É por essas e outras que sempre me questiono o princípio dos biscoitos Tostines: estão fresquinhos porque vendem mais ou vendem mais porque estão sempre fresquinhos? Não sei o que vem primeiro nem se ter brincado tanto com carrinhos fez dele um autoentusiasta, como de fato é, apesar de ter poucos carrinhos de corrida, como um da Indy. Também brincava muito de Forte Apache e nem por isso matou um único índio em sua vida — bem, nem nenhum outro ser vivo exceto algumas formigas e baratas, pois até lagartixas ele pega com a mão e coloca no jardim. Sei lá, talvez estivesse destinado a gostar de carros, já que na família dele ninguém curtia ou curte carros ou motos especialmente até hoje. Ou talvez estivesse destinado a me conhecer e assim aumentar o autoentusiasmo. Coisas do destino, provavelmente.
Mudando de assunto: a corrida da Rússia de novo surpreendeu. Continuo não entendendo as relargadas – ora com os carros parados, alinhados no grid, ora em movimento.
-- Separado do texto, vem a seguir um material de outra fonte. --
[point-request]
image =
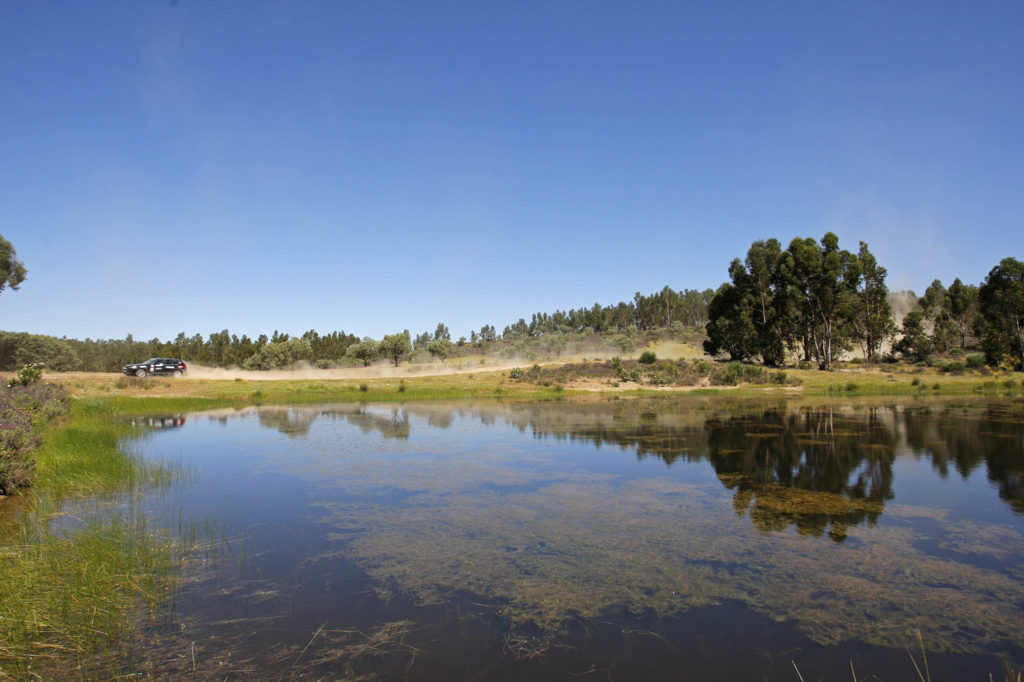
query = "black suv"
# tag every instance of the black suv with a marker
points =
(171, 366)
Desisti de tentar achar alguma lógica e acho que meu Tico e meu Teco não se acharam ainda com o regulamento deste ano. Não importa, daqui a pouco muda de novo… Gostei da vitória do Bottas, que fez tudo certinho, assim como da corrida do Gasly e achei justa a punição ao Hamilton – o sujeito está pendurado nos pontos da superlicença e se bobear pode acabar de fora de um GP por puro e simples desrespeito ao regulamento que, por sinal, é o mesmo para todos e não há outros pilotos com esse problema. Mas a melhor parte para mim foi depois da corrida, com o especial da TV Globo sobre Nélson Piquet dentro dos 70 anos da Fórmula 1. Belo, embora curto, programa, com excelentes depoimentos, a irreverência de sempre do tricampeão e algumas belas imagens de arquivo. Já estou à espera de outros como o anunciado sobre a rivalidade com Nigel Mansell, a quem eu adorava detestar.